Symptoms of Pyruvate Kinase Deficiency
The disease can be detected at any age, but most often manifests itself in the first years of a child's life. The severity of the condition varies, severe anemia may be observed, not induced by taking medications. Jaundice usually develops from birth. Hemolysis is localized intracellularly, occurs uniformly in various organs containing reticuloendothelial cells. Patients have pale skin, jaundice, splenomegaly. Splenomegaly is almost always present. With age, cholelithiasis, secondary iron overload and changes in skeletal bones (due to frequent transfusions of red blood cells) develop. Aplastic crises are provoked by parvovirus B19 infection.
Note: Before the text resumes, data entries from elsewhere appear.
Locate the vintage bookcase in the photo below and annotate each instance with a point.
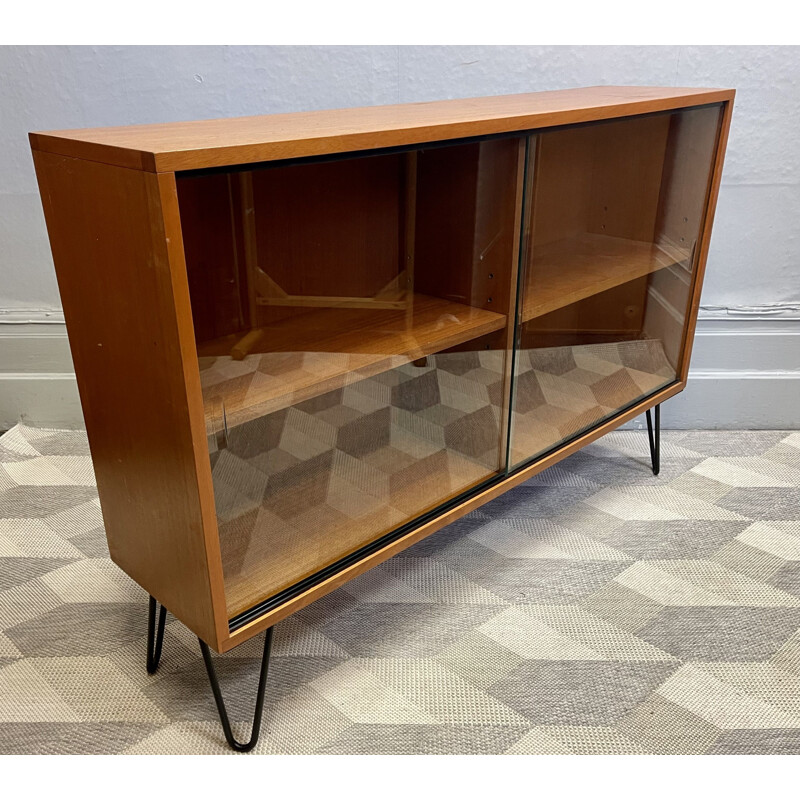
(305, 341)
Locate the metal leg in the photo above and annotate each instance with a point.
(155, 640)
(654, 438)
(223, 714)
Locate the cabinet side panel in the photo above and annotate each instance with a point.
(110, 249)
(705, 237)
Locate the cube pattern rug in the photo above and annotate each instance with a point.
(594, 609)
(313, 482)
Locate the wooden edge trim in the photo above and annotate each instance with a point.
(705, 238)
(230, 155)
(334, 582)
(328, 144)
(168, 192)
(92, 151)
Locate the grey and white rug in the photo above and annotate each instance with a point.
(594, 609)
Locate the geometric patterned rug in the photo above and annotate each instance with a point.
(594, 609)
(313, 482)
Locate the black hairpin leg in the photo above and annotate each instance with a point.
(155, 641)
(223, 714)
(654, 438)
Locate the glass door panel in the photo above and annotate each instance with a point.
(353, 321)
(614, 214)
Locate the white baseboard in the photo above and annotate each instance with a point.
(745, 375)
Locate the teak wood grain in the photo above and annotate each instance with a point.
(223, 142)
(119, 263)
(115, 232)
(570, 270)
(357, 341)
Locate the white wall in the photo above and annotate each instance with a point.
(753, 269)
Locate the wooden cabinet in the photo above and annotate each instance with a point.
(305, 341)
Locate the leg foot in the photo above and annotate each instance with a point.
(155, 640)
(654, 437)
(223, 714)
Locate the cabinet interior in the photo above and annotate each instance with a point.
(355, 321)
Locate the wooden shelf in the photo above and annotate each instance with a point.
(324, 349)
(570, 270)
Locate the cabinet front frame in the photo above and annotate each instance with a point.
(266, 614)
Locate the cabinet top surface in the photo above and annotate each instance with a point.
(176, 146)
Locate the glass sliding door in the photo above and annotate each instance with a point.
(613, 217)
(353, 321)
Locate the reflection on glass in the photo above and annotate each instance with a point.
(352, 326)
(614, 214)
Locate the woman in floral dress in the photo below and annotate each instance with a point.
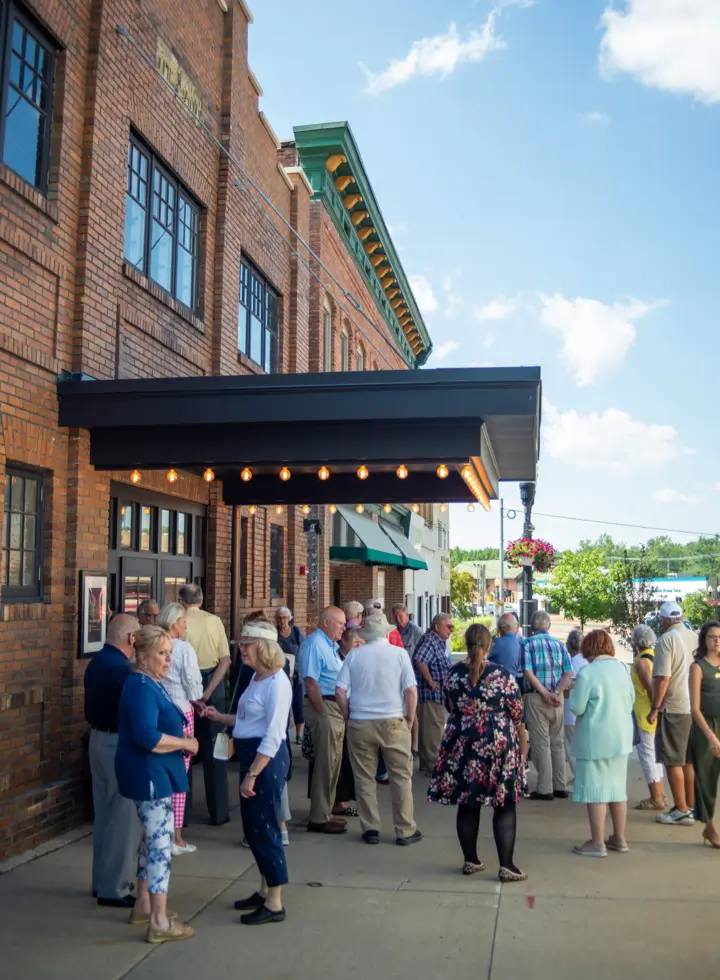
(480, 762)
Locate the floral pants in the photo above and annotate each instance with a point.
(155, 855)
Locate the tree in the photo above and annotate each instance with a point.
(462, 591)
(581, 586)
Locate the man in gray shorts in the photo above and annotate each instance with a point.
(674, 653)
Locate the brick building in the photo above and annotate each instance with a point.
(132, 247)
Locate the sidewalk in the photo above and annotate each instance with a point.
(387, 911)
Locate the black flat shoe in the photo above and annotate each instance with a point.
(255, 901)
(126, 902)
(262, 915)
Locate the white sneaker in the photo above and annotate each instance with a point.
(676, 817)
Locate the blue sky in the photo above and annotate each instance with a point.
(550, 174)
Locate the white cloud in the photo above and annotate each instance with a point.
(596, 337)
(497, 309)
(437, 55)
(442, 350)
(598, 118)
(666, 44)
(424, 295)
(610, 440)
(668, 496)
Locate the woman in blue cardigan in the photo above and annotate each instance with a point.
(149, 766)
(602, 700)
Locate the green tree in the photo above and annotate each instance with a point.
(581, 586)
(462, 592)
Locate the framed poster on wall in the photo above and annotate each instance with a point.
(93, 612)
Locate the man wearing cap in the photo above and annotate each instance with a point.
(377, 694)
(674, 653)
(320, 665)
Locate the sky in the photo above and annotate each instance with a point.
(549, 170)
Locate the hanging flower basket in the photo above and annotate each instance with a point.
(531, 551)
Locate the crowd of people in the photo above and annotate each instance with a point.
(365, 697)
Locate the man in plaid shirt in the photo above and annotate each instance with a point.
(432, 665)
(546, 667)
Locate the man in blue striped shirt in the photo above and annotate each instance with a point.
(546, 666)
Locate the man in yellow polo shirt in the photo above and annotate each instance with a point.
(206, 634)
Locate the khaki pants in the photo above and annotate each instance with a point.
(392, 735)
(547, 743)
(431, 725)
(327, 731)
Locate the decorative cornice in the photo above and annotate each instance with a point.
(332, 162)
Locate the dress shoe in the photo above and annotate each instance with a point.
(126, 902)
(329, 827)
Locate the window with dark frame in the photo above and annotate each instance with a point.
(276, 560)
(22, 535)
(162, 226)
(27, 67)
(258, 326)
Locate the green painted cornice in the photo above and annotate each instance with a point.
(315, 145)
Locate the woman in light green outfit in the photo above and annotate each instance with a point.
(602, 701)
(704, 745)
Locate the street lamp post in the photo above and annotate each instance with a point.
(527, 496)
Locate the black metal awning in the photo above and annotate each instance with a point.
(486, 420)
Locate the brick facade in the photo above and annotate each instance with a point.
(70, 302)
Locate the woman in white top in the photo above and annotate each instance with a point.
(184, 685)
(259, 731)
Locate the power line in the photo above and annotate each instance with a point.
(643, 527)
(124, 33)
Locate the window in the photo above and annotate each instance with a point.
(162, 224)
(327, 336)
(257, 319)
(22, 535)
(27, 64)
(276, 560)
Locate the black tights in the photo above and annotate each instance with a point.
(504, 829)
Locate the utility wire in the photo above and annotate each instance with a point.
(124, 33)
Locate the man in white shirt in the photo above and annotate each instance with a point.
(377, 693)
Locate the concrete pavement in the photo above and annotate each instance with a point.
(387, 911)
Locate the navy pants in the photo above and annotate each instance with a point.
(261, 825)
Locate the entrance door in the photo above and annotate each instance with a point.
(174, 574)
(138, 582)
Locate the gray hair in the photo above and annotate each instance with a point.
(574, 641)
(190, 595)
(643, 638)
(170, 614)
(540, 620)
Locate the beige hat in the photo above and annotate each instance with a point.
(376, 627)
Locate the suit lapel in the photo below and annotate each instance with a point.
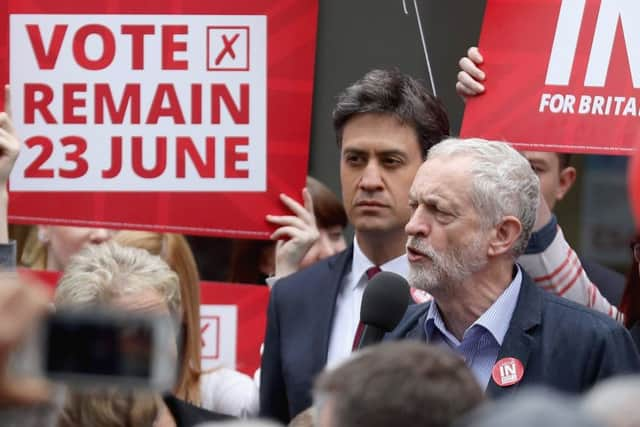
(519, 340)
(325, 302)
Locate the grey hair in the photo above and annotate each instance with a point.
(615, 401)
(503, 183)
(98, 274)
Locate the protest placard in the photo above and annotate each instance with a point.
(562, 75)
(178, 116)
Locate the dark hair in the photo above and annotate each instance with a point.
(630, 303)
(564, 160)
(402, 383)
(392, 92)
(327, 208)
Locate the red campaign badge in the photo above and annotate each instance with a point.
(507, 371)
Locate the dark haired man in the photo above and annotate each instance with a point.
(431, 386)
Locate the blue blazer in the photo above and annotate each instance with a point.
(560, 344)
(299, 322)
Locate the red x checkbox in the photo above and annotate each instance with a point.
(228, 48)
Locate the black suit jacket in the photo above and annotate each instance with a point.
(560, 344)
(609, 282)
(299, 322)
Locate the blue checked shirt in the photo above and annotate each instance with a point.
(482, 340)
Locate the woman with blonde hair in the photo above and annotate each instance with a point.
(221, 390)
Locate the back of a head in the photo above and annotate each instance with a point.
(109, 409)
(615, 401)
(398, 94)
(503, 182)
(398, 384)
(176, 252)
(327, 207)
(99, 274)
(535, 407)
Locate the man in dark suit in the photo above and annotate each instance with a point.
(474, 206)
(384, 123)
(556, 174)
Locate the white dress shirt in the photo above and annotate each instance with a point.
(347, 312)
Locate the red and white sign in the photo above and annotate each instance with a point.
(218, 327)
(562, 75)
(507, 372)
(185, 117)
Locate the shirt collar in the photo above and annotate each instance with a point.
(495, 320)
(360, 264)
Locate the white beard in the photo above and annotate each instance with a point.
(445, 270)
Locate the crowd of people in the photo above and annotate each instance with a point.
(510, 325)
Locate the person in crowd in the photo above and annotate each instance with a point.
(534, 407)
(49, 247)
(473, 209)
(313, 232)
(220, 390)
(556, 174)
(630, 305)
(384, 124)
(130, 279)
(396, 384)
(9, 149)
(22, 304)
(614, 402)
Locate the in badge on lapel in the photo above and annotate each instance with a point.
(507, 371)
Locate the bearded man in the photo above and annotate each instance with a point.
(473, 208)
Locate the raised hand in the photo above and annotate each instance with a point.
(296, 234)
(470, 74)
(9, 141)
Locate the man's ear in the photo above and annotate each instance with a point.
(566, 179)
(43, 234)
(504, 235)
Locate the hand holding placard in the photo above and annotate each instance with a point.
(9, 142)
(470, 74)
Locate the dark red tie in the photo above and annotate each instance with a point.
(372, 271)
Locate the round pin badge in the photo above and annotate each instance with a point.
(507, 371)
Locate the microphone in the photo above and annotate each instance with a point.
(384, 302)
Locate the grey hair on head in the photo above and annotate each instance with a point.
(503, 183)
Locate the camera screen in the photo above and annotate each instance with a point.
(89, 347)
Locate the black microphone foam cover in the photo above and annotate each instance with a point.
(385, 301)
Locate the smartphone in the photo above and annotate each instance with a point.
(97, 348)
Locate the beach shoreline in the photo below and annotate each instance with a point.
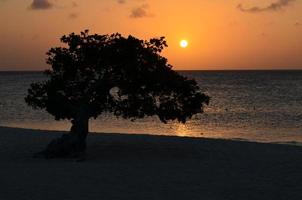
(127, 166)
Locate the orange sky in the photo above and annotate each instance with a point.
(232, 34)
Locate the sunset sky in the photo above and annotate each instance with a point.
(221, 34)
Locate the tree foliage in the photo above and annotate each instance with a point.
(126, 76)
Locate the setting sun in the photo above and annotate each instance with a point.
(183, 43)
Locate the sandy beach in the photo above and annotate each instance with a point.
(120, 166)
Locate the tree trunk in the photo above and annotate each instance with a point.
(72, 144)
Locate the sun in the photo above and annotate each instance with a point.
(183, 43)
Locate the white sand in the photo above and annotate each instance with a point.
(148, 167)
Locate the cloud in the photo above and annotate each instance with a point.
(140, 11)
(40, 4)
(73, 15)
(121, 1)
(275, 6)
(74, 4)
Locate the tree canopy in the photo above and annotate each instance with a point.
(126, 76)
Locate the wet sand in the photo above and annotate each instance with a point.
(123, 166)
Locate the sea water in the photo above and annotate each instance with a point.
(263, 106)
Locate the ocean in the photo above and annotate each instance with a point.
(263, 106)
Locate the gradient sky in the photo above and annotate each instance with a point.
(222, 34)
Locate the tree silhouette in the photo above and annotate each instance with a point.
(128, 77)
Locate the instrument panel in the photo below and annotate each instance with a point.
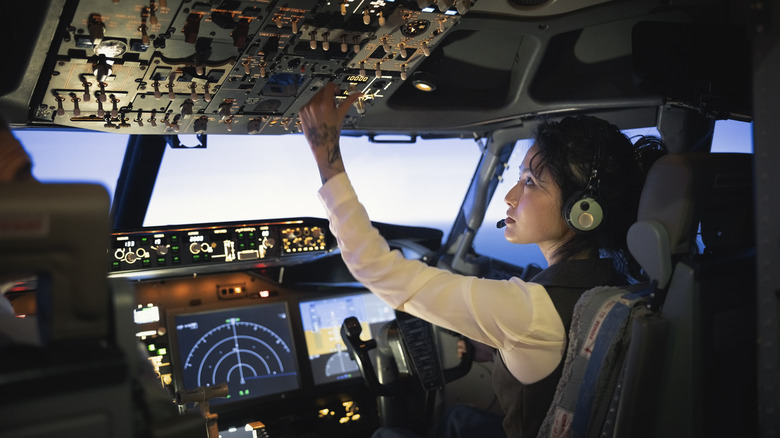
(219, 67)
(211, 248)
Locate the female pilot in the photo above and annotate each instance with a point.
(576, 197)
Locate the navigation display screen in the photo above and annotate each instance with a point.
(322, 321)
(249, 348)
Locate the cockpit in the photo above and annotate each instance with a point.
(174, 275)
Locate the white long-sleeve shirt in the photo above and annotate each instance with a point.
(516, 317)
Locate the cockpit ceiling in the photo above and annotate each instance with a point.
(246, 67)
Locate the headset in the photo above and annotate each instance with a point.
(582, 211)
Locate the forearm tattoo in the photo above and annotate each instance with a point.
(327, 137)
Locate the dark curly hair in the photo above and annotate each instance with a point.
(567, 149)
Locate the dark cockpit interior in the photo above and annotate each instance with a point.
(254, 327)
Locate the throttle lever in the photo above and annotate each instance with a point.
(358, 351)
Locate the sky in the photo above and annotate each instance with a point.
(266, 177)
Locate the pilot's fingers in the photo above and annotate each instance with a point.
(343, 107)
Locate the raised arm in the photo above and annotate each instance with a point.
(321, 120)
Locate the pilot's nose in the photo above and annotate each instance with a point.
(512, 196)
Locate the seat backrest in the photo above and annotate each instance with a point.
(85, 375)
(618, 390)
(703, 372)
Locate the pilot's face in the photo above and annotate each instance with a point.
(534, 213)
(15, 164)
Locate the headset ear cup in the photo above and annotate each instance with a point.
(583, 213)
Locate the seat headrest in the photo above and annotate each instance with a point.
(683, 191)
(59, 233)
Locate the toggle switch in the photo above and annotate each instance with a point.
(86, 86)
(114, 109)
(60, 109)
(75, 100)
(206, 92)
(101, 112)
(171, 92)
(186, 107)
(191, 28)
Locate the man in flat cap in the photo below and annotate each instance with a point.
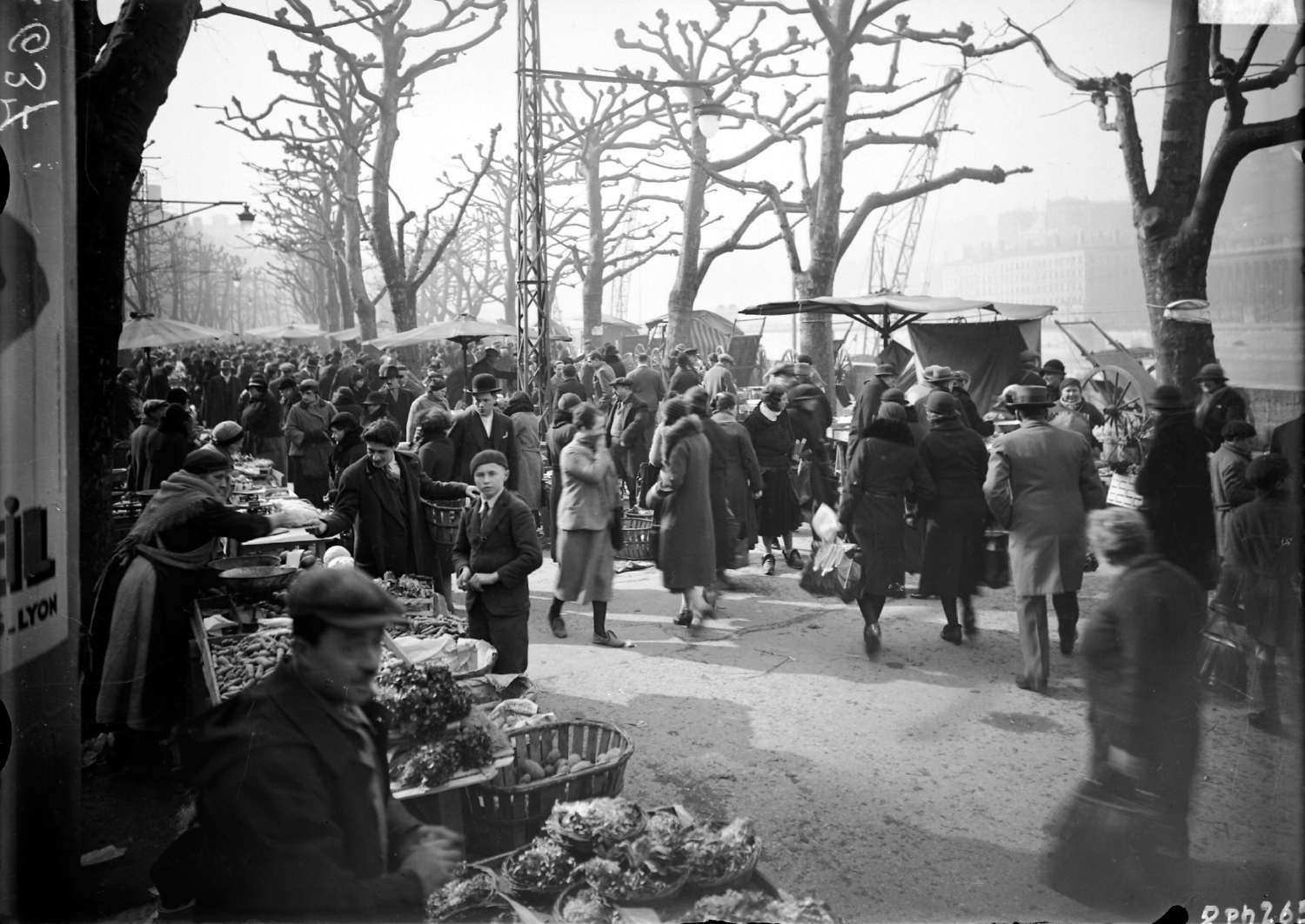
(221, 396)
(294, 812)
(1219, 405)
(493, 555)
Treatment of pyruvate kinase deficiency
Folic acid 0.001 g/day daily.
Replacement therapy with red blood cells to maintain hemoglobin levels above 70 g/l.
Splenectomy is used only when the need for red blood cell transfusions increases above 200-220 ml/kg per year (with red blood cell Ht of 75%), splenomegaly accompanied by pain in the left hypochondrium and/or the threat of spleen rupture, as well as in cases of hypersplenism. Before surgical treatment, the patient must be vaccinated against meningococcal, pneumococcal and Haemophilus influenzae type B infection.
It is undesirable to use salicylates, since under conditions of pyruvate kinase deficiency, salicylates provoke a disruption of oxidative phosphorylation in mitochondria.